ANANDA
Nell’ambito delle attività marcando l’inaugurazione della prima edizione del Black history month a Bologna lo scorso febbraio, la Galleria Dei Marchi ha ospitato la mostra d’arte intitolata “ANANDA” frutto di una collaborazione tra l’artista Italo-Domenicana Patricia Mariani e il comitato culturale BHMB.
Questa prima edizione che si svolgeva sotto il tema “Obbligato” come abbiamo già potuto sottolinearne il duplice significato in varie occasioni, in questo caso per primo volevamo insieme all’artista sottolineare il contributo spesso oscurato o ignorato dei talenti Afrodiscendenti nella realtà artistica bolognese in particolare e italiana in generale, e d’altro canto condividere altri racconti umani con il pubblico locale, ai fini di contribuire all’elaborazione di una narrazione collettiva culturale del territorio.
A questo proposito, abbiamo ritenuto opportuno condividere con voi l’intento di “ANANDA” attraverso queste sensibili righe affidate generosamente alla direzione artistica del Black History Month dall’artista stessa.
“ANANDA” è un termine che nella cultura induista indica quel particolare sentimento di beatitudine e di gioia che scaturisce dal sentirsi meditativamente in connessione con l'intera creazione, e che viene percepito come uno stato di flusso in cui non esiste separazione alcuna tra il meditante e il resto dell'esistente.
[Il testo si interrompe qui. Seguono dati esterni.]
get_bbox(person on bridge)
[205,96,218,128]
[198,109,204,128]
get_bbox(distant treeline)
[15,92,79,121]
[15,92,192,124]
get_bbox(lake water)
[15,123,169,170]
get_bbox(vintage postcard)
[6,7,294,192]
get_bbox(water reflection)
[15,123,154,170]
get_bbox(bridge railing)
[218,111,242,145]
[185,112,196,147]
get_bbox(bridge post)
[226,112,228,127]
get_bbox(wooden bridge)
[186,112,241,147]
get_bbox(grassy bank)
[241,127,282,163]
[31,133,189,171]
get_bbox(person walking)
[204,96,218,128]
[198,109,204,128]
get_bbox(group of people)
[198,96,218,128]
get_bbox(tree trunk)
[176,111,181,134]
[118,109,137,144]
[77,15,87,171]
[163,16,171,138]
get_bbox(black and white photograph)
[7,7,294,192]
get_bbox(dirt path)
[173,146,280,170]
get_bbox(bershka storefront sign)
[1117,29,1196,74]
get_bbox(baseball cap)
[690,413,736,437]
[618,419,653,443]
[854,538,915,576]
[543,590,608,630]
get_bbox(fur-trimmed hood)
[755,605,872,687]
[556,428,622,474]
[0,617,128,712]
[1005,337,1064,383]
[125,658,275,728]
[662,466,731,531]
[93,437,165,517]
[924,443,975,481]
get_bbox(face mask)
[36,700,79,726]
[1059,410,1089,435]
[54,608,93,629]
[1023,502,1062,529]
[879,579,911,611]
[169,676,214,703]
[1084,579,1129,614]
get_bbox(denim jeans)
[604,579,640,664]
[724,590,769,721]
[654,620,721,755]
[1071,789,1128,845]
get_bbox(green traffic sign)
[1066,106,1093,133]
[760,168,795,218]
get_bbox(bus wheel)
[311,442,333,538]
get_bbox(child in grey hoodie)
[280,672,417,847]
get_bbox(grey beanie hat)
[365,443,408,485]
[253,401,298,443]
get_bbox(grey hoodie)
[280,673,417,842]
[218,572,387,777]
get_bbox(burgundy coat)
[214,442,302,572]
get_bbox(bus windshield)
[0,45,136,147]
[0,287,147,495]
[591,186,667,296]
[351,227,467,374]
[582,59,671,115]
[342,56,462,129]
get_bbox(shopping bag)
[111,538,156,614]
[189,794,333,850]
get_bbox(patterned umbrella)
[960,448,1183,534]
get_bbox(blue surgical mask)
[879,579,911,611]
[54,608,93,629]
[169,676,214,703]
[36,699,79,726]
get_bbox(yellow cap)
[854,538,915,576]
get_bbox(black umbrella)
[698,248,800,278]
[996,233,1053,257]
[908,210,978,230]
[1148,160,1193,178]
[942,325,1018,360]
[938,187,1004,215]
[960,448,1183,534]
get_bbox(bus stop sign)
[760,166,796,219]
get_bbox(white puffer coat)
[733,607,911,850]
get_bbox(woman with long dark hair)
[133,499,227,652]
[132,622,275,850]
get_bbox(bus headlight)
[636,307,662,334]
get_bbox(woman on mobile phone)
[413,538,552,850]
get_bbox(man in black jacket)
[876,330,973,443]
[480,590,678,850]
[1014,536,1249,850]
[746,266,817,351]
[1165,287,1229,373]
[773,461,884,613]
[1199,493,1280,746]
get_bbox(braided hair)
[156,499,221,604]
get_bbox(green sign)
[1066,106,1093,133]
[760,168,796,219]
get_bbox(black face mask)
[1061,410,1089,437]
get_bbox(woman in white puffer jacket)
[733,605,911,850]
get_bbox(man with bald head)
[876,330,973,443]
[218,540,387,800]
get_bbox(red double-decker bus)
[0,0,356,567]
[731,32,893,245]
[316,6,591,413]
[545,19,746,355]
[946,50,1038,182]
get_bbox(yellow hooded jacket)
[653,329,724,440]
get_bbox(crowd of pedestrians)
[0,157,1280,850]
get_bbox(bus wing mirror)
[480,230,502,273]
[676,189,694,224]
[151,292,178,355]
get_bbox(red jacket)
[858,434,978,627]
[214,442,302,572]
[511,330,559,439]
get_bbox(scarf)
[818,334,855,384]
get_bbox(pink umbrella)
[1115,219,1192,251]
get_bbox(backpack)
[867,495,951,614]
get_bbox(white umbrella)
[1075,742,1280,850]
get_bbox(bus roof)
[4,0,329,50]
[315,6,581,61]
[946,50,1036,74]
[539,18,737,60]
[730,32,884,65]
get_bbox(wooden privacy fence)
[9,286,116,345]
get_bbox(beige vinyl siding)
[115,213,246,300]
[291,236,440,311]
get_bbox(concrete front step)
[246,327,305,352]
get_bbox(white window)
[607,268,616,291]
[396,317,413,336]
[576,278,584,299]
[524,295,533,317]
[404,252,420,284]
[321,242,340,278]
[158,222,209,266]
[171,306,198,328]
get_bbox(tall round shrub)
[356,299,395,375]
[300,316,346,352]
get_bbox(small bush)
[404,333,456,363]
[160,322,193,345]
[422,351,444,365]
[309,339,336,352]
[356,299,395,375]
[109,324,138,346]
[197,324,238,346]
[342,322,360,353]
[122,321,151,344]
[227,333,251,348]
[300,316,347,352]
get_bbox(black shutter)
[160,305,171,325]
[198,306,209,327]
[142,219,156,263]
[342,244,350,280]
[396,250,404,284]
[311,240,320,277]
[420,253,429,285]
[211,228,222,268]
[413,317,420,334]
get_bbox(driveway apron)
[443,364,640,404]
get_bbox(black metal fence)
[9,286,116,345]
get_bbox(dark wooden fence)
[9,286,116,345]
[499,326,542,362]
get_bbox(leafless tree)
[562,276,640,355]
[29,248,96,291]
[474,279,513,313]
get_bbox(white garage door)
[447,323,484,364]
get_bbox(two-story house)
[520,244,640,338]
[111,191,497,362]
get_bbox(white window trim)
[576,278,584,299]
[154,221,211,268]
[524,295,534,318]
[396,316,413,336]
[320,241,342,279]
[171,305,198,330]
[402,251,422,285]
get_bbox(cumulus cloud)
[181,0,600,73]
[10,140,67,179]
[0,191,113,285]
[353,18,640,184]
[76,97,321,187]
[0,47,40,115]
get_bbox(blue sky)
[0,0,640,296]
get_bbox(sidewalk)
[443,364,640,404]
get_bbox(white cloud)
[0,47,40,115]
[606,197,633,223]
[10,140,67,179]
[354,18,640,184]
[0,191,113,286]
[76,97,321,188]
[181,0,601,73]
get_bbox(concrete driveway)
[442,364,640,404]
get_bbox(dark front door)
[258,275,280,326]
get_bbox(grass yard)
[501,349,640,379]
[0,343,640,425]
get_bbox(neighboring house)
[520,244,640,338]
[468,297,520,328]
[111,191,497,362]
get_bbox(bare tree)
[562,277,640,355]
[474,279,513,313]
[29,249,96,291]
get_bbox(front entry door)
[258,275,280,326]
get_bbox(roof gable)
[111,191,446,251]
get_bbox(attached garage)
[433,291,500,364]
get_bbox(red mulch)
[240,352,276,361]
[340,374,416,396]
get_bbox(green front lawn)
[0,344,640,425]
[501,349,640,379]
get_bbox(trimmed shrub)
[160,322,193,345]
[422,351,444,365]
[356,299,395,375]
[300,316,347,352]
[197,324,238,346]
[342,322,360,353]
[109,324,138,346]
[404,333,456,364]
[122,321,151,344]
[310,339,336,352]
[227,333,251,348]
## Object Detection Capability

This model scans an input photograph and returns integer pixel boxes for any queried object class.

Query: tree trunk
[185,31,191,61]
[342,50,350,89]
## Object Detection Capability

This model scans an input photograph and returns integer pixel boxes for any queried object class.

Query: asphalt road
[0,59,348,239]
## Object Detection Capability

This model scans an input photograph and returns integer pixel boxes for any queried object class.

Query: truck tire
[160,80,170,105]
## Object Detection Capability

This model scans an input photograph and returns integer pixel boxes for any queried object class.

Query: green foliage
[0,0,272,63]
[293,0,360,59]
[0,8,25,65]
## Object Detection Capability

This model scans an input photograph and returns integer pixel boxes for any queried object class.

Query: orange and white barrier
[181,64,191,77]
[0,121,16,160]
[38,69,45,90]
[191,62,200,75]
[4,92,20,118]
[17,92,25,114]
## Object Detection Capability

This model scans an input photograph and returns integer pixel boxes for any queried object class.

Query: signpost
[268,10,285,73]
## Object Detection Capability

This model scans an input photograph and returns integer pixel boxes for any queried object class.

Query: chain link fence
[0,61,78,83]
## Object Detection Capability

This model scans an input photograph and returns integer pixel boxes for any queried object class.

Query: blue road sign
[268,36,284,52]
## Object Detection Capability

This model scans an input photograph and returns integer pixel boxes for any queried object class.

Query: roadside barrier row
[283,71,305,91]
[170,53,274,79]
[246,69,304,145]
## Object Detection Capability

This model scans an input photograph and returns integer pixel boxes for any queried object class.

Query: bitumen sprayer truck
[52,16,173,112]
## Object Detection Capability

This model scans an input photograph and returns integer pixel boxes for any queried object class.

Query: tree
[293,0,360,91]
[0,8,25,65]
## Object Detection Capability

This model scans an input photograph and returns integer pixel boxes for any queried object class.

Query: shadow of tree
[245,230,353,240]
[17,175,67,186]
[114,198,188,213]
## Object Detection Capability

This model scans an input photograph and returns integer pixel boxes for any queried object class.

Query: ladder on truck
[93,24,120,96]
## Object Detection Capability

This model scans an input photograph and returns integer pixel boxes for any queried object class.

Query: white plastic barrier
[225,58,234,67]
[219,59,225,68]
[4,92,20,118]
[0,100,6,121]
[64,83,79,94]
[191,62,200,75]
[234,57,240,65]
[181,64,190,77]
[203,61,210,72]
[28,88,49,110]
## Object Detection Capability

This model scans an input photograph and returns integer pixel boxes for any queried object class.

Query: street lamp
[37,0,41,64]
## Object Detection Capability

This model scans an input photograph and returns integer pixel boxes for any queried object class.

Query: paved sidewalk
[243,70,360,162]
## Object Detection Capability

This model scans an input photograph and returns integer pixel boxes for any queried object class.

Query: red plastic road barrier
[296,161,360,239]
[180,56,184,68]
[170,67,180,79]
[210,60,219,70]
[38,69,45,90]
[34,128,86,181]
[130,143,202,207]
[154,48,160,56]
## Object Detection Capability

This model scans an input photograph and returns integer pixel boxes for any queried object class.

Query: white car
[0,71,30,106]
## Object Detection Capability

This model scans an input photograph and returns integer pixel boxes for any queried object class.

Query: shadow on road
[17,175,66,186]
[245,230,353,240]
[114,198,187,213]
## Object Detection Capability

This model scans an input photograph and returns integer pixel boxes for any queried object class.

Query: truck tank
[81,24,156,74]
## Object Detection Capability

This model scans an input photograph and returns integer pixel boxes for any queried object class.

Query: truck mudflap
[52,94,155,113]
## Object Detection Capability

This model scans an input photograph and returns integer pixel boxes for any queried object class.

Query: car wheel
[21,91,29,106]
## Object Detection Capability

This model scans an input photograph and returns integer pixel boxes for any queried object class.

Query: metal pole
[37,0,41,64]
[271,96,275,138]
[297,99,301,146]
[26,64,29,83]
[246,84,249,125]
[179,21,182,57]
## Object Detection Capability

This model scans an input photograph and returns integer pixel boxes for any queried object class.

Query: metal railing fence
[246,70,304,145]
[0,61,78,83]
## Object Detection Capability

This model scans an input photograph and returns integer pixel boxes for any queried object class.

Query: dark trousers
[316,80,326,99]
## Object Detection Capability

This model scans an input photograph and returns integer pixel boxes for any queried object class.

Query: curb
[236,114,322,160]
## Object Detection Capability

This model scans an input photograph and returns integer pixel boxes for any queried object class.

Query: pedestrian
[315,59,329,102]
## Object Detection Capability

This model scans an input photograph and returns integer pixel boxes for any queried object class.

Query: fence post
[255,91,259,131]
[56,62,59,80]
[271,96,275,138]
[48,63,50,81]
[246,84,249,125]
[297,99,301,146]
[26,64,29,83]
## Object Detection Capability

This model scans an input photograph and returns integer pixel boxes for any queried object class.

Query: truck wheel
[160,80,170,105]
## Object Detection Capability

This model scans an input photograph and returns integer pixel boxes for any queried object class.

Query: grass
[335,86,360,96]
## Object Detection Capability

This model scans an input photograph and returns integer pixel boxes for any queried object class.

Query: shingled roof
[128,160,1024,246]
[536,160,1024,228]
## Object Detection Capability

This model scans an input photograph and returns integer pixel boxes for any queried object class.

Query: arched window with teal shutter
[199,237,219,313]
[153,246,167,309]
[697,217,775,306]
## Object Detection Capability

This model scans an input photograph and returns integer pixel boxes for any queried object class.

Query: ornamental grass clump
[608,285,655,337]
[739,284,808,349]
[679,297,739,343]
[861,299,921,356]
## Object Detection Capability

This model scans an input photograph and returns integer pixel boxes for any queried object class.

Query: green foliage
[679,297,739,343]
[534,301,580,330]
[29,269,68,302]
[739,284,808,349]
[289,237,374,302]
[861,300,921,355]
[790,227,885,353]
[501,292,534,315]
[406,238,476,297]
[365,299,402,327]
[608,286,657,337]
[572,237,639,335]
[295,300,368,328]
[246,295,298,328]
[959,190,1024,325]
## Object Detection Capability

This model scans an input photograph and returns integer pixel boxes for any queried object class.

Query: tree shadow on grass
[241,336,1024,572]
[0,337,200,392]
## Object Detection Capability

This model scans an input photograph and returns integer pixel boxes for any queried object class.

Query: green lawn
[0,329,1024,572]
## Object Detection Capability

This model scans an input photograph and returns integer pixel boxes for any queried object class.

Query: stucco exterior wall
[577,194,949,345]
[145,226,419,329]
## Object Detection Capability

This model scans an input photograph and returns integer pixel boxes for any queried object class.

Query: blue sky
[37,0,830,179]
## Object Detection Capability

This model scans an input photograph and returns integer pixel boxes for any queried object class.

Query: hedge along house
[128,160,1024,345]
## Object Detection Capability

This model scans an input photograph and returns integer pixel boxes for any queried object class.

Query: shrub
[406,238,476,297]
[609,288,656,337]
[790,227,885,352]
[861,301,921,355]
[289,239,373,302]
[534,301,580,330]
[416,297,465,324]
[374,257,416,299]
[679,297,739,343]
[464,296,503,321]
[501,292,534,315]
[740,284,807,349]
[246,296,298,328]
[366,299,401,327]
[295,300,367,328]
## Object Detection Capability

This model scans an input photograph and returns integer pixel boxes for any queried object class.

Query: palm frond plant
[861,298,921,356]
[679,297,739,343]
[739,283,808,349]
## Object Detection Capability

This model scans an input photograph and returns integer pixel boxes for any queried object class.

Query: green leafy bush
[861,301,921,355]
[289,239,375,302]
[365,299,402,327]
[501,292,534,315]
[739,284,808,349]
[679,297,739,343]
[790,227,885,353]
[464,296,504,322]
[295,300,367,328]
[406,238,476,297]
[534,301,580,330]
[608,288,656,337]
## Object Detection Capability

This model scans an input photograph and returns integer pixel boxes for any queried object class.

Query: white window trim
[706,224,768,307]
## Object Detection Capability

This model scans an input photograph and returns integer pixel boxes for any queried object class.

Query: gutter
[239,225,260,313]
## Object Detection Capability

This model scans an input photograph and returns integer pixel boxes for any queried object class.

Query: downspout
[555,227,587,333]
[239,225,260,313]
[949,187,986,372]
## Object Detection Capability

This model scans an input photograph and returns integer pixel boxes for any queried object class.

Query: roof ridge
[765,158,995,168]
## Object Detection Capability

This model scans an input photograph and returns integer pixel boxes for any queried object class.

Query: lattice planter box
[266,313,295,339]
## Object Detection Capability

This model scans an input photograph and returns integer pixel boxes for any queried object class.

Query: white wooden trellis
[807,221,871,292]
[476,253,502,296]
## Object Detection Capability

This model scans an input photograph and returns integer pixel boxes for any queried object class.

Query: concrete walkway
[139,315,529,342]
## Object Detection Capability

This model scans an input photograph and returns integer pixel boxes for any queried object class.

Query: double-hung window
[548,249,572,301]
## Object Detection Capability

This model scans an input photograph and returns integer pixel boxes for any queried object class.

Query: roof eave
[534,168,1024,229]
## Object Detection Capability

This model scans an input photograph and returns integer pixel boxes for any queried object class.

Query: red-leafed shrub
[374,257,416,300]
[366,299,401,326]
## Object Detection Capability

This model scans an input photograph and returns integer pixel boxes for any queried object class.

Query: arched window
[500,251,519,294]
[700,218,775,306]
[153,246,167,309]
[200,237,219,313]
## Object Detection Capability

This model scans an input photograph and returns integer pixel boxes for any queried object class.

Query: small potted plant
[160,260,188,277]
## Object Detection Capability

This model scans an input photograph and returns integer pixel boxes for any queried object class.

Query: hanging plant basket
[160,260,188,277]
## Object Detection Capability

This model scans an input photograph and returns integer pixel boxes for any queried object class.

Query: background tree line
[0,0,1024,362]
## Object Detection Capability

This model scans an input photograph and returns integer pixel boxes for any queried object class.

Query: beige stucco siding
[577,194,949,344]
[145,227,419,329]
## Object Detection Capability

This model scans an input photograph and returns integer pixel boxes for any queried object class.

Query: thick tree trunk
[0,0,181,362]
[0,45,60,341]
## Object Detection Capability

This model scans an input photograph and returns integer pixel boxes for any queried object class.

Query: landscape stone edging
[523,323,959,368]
Da questa suggestione scaturisce la necessità di cercare all'interno dell'esperienza quotidiana quel sentire che possa trascendere l'individuale per avvicinarsi allo spazio del condiviso, dell'universale, a partire dal corpo inteso come strumento primario di conoscenza e di presenza. Il corpo, in questo senso e quasi per utopia, diventa così come l'unica materia attraverso la quale fare esperienza dell'extracorporeità , diventando una sorta di ricettacolo delle energie che attraversano il vivente. Per questo nella sua rappresentazione si svuota e si disperde, diventando un semplice involucro trasparente che rivela imprevedibili paesaggi, oppure come semplice proiezione, come sagoma-ombra per mezzo della quale viene fissata istantaneamente un'impressione fugace, un'emozione. Allo stesso modo e per osmosi anche il paesaggio diventa parte dell'esperienza, proiettando in sé quello stesso principio di continuo movimento, come un flusso denso che si avviluppa dentro e intorno alle cose. Attraverso la messa in scena di metamorfosi organiche e di metafore visive viene trasmessa parte di quell'esperienza che dalla sfera intima e personale diventa condivisa, nel tentativo di risvegliare energie e reazioni imprevedibili e per questo talvolta percepite come inquietanti. Il movimento e il fluire riconducono l'attenzione al corpo, invertendo i rapporti gerarchici che nella nostra cultura privilegiano il pensiero e la ricerca del potere a discapito del sentire primario e quindi del linguaggio delle emozioni, creando così nuovi percorsi all'interno dell'immaginario collettivo.
Biografia
Patricia Taide Mariani è nata nella Repubblica Dominicana e cresciuta in Italia, ha studiato presso l’Accademia delle Belle Arti di Brera e all’Accademia delle Belle Arti di Bologna dove attualmente è iscritta al biennio di illustrazione. Dal 2012 vive e lavora a Bologna dove realizza le sue prime mostre personali di pittura, ispirate alla sua ricerca filosofica presso la galleria Fantomars. Nel 2014 inizia la collaborazione con l’associazione Dionisio nella Botte che la porterà alla realizzazione di due esposizioni collettive sul tema della Fiaba contemporanea con forti valenze sociali e politiche. Dal 2015 realizza una serie di spettacoli animati insieme all’attore Andrea Acciai e all’orchestra Senza Spine sui classici della letteratura per ragazzi. Con l’intento di riqualificare un’area dismessa della città, insieme al collettivo In context, realizza un intervento permanente all’interno dello spazio e contribuisce all’organizzazione di eventi culturali in collaborazione con le realtà locali. Nel 2017 da vita ad un progetto di didattica dell’arte chiamato percorsi d’Arte incentrato sullo sviluppo della percezione visiva. Nel 2019 la sua ricerca artistica verte sulla sperimentazione di nuovi linguaggi come quello del fumetto e di nuove tecniche come l’incisione. Alla base della sua ricerca sta sempre la volontà di entrare in contatto con sfere del vissuto più profondo in cui alberga un sentire più viscerale e spesso inconscio, in un processo di riaffioramento dell’invisibile attraverso il gesto e la materia.